Lorsque vous acceptez de vous faire prendre en photo en situation compromettante, sachez que vous acceptez en même temps que ce soit diffusé. La loi précise même que vous n’avez pas besoin de donner explicitement votre consentement, dès lors que vous étiez en mesure de le faire et que vous ne l’avez pas fait (art. 226-1 du Code pénal). A titre illustratif, si on vous prend en photo un samedi soir vers 2 heures du matin, où vous rigolez comme une tache devant le photographe et qu’il publie cette photo sur Facebook le lendemain, vous ne pourrez rien lui reprocher au pénal ; car non seulement vous acceptez tacitement que les photos soient publiées, mais votre acceptation vaut ad vitam aeternam ; ce qui signifie : pour l’éternité.

Le droit ne tient pas compte du temps qui court, des couples qui se font et se défont dans des circonstances pas toujours heureuses. Votre ex peut donc publier à son aise, toutes les photos de vous. Le plus drôle est que, s’il vous vient à l’idée de vous en plaindre devant le juge, ce sera à vous de prouver que vous n’étiez pas consentant(e), la charge de la preuve incombant au demandeur à l’action (Actori incumbit probatio).

La solution de la chambre criminelle de la cour de cassation soulève peut-être un autre débat : celui de la transmission. 
En effet si pour la haute juridiction, la diffusion n'entre pas dans le champ de la transmission, alors en quoi consiste celle-ci? et quid du partage? puisque le tiers aux faits qui partage la publication n'a certainement pas eu l'accord de la personne dont l'image a été publiée.

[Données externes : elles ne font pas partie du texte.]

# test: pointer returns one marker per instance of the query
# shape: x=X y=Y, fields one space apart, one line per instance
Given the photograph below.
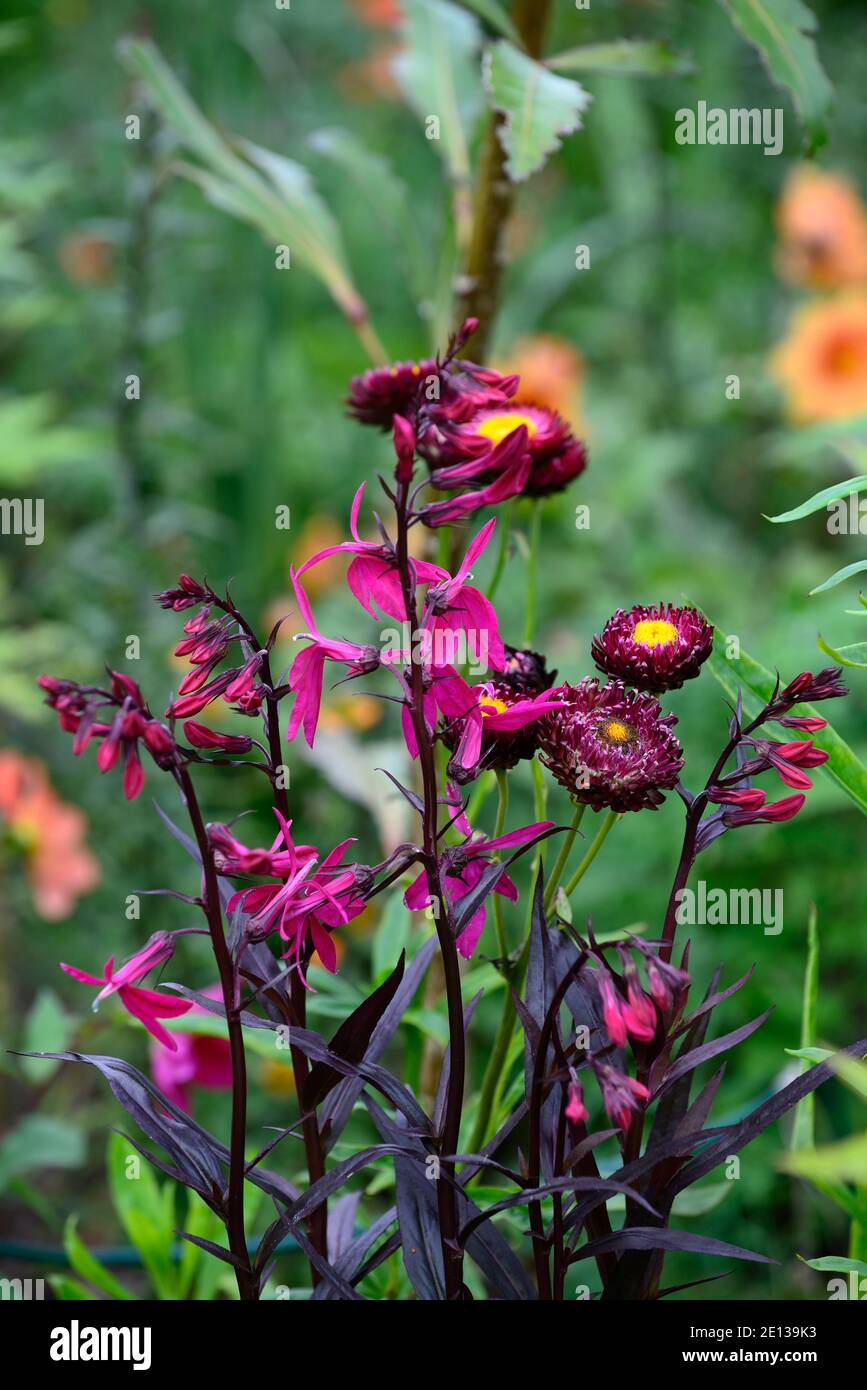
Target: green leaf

Néanmoins, il faut préciser que la solution de la Cour cassation ne vaut qu’en matière pénale.
En effet, si le droit pénal ne condamne pas ces pratiques, le droit civil lui, peut le faire.

Ainsi, la victime peut obtenir des dommages-intérêts si elle fait la démonstration que la publication de la photo lui a causé un dommage en établissant le préjudice subit et le lien de causalité.

Le droit et la morale sont aux antipodes l’une de l’autre, certes. Mais cette solution pourtant conforme au droit s’avère moralement très répugnante. Ce d’autant plus que les affaires de ce genre sont appelées à se multiplier vu l’essor de l’usage des réseaux sociaux.
Au demeurant, le droit n'est pas qu'un art, il est aussi une science et "la science, sans conscience n'est que ruine de l'âme".